Sergeant Tony’s Tips and Strategies for Running the St. Jude Half Marathon
Race Day Tips
• Don’t do, eat, drink, or wear anything on race day that you haven’t done in training. You don’t want any surprises on race day.
• Don’t eat or drink anything during the race that you haven’t tried out in training.
• I park at the Peabody Place parking garage. It’s convenient to both the start and the finish lines. Plan to arrive an hour before race time.
• I always arrive early and take a duffel bag with a change of clothes, toiletries, shower shoes, and towel to Auto Zone Park, where you can check it with volunteers. Since the race ends at Auto Zone Park you can use the player’s locker rooms and showers.
• Lay out all of your clothes and gear the night before.
• Put your electronic run toys “on charge” the night before. Make sure everything is charged up!
• Use “Body Glide” or some similar product to “lube” the parts of your body that might get chaffed or blistered: your feet, thighs, and underarms.
• It’s usually chilly while standing around waiting for the race to start, so wear some old or worn out warm-ups, sweats, shirts, or jackets for the race that you can take off and discard 5 minutes before the race begins or toss along the route as you start warming up. Bring a garbage bag to use if it looks like rain. Don’t forget some disposable gloves too.
• Your last “big meal” ought to be Thursday night for the Saturday morning half marathon. Some have had success with their last big meal being breakfast or possibly lunch on Friday. I have my last big meal on Thursday night.
• Thursday ought to be your hydration day. Drink 4 to 6 oz. of water every hour you’re awake. Cut back on caffeine, salt, and alcohol since they can contribute to dehydration.
Race Strategies For Everyone
• Visualize the race and your success. Take a look at the race map and know the course.
• Visualize yourself running into Auto Zone Park, energetic, fast, and proud as you cross the finish line!
• If you own a Garmin, wear it and pay attention to your pace.
• It’s a 13.1 mile event. The biggest mistake is to go out too fast. Don’t be intimidated by the “gazelles” or led by the misguided who start out like rabbits and who’ll probably finish like turtles. The biggest mistake is to go out too fast. Run your own race. If anything, start out a little slower than you intend to be running by the third mile. So fight the urge to blast off at the beginning.
• Don’t think about increasing your pace until after you’ve climbed the Beale Street hill between miles 2 and 3.
• Running etiquette says that you don’t stop in front of the tables at the water stations and drink. If you take some water, jog a little past the tables to walk and drink. Be aware that others aren’t going to stop to get anything to drink and you don’t want to get in someone else’s way.
• If you’re NOT going to take a cup of water or sports drink as you go through an aid station, then don’t run close to the water tables and volunteers. That way you won’t run into someone who doesn’t know the etiquette and suddenly stops to chug the water.
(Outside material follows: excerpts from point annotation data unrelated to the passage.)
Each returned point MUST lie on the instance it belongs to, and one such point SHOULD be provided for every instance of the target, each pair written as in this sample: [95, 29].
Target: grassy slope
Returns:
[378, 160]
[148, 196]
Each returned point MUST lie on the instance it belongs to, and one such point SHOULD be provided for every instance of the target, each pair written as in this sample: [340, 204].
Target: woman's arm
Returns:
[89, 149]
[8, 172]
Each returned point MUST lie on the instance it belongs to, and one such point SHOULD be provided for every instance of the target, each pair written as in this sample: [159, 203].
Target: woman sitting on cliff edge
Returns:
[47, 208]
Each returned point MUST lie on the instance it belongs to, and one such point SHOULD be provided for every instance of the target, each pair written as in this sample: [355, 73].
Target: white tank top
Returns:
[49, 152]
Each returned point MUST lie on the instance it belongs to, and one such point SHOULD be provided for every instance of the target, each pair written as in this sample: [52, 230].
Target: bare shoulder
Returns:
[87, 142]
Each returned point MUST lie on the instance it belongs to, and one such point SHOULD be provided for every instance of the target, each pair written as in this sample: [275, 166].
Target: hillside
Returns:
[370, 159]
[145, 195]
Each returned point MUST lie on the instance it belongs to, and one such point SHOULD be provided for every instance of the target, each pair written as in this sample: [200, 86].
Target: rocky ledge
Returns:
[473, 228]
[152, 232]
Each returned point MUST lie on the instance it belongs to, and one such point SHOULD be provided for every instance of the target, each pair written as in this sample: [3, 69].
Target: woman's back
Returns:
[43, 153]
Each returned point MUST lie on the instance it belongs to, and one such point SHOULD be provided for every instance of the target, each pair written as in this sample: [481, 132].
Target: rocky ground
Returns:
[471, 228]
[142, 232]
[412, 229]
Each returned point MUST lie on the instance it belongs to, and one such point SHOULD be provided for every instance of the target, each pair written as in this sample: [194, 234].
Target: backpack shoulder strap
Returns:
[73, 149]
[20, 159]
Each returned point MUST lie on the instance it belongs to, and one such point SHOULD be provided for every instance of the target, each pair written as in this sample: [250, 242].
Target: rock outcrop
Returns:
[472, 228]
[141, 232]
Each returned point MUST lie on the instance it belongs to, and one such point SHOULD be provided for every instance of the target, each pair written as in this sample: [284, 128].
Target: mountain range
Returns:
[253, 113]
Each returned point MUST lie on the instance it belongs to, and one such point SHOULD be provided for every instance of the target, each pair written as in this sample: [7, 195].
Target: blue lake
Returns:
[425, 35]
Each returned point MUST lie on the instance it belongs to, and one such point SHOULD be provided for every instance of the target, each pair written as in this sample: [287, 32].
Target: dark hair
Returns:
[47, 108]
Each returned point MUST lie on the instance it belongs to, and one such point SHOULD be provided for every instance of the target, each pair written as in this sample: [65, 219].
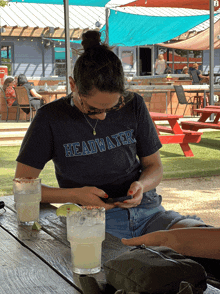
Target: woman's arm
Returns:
[83, 196]
[152, 173]
[35, 94]
[197, 242]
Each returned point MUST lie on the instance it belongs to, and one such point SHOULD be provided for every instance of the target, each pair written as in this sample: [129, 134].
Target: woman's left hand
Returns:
[136, 190]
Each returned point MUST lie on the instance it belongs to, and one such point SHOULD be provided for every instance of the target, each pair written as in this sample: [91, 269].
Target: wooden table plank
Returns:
[51, 245]
[51, 242]
[21, 271]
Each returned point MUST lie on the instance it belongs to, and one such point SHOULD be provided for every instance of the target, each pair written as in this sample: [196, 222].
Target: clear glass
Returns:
[86, 232]
[27, 197]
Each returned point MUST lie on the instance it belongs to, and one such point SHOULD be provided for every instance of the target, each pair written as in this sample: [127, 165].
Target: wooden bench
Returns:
[196, 125]
[187, 136]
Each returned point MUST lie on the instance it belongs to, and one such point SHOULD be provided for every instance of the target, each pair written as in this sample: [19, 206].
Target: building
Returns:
[32, 38]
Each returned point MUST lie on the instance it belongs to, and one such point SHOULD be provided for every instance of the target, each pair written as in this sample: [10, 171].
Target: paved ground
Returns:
[200, 196]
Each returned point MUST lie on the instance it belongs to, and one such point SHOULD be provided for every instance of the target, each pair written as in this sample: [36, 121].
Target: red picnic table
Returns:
[201, 123]
[179, 136]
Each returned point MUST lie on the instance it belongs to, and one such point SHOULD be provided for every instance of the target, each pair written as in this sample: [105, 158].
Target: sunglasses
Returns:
[92, 110]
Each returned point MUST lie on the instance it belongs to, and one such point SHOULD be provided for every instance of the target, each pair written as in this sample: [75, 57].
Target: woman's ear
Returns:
[72, 84]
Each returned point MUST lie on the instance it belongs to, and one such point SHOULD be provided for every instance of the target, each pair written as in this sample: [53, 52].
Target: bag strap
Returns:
[187, 288]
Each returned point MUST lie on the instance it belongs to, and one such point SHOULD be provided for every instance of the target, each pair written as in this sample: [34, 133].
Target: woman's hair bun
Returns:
[91, 39]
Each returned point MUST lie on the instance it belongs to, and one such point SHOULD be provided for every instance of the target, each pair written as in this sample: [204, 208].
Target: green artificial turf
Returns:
[206, 162]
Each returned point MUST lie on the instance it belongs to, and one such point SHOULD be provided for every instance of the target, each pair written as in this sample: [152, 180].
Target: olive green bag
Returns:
[154, 270]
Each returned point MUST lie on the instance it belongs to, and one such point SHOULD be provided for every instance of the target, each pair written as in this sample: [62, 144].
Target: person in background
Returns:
[35, 99]
[9, 90]
[160, 65]
[185, 70]
[202, 79]
[198, 242]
• Enjoy yourself! You already know that you can “go the distance!”
• Be sure to say “THANK YOU!” to the volunteers!
Race Strategies For New Half Marathoners
• If you’re a relatively new runner and/or this is your first half marathon, don’t worry too much about your finish time. Just enjoy the experience!
• Take a 30 to 60 second walk break at every water station or every mile, beginning with the FIRST mile!
• Add about 1min 30 seconds to 2 minutes per mile to your most recent 5K or 4 mile race pace to determine your target pace for the half marathon. (Use the March of Dimes Turkey Trot 4 Miler held on Thanksgiving morning at Shelby Farms to give you an idea of your pace per mile. Then add the extra time to predict your half marathon race pace.) For example, if you’ve run an 8 minute mile pace for a recent short distance race, then add 1.5 to 2 minutes, making it a 9’30” to 10’ pace per mile for the half marathon.
Race Strategies For Experienced Runners
• If you’re an experienced runner and/or you’ve run other half marathons AND you want to lower your half marathon time, you’ll need to pay close attention to your pace, especially in the beginning. You can determine your required race pace for your goal time by consulting any number of online pace calculators, such as http://www.marathonguide.com/fitnesscalcs/pacecalc.cfm
• Let’s say that your goal is to finish in under 2 hours. That would translate into a roughly 9 min per mile average pace. But going out at 9 min per mile pace at the beginning of the half marathon might be too fast. So, think of starting out at a 10 minute per mile pace or slower for the first mile or two. Starting out a little slower than your target average pace per mile for the first 7 miles will, all other things being equal, give you the energy and stamina that you’ll need to finish strong. For example, you could run at a 9’30” mile pace for the first 7 miles (1hr 6 min 30 sec) and then run the last 10K at an 8 min 30 second pace.
• Use the “average pace” function on your Garmin to keep your goal pace in reach.
TO EVERYONE … GOOD LUCK AND HAVE A GREAT RUN!!!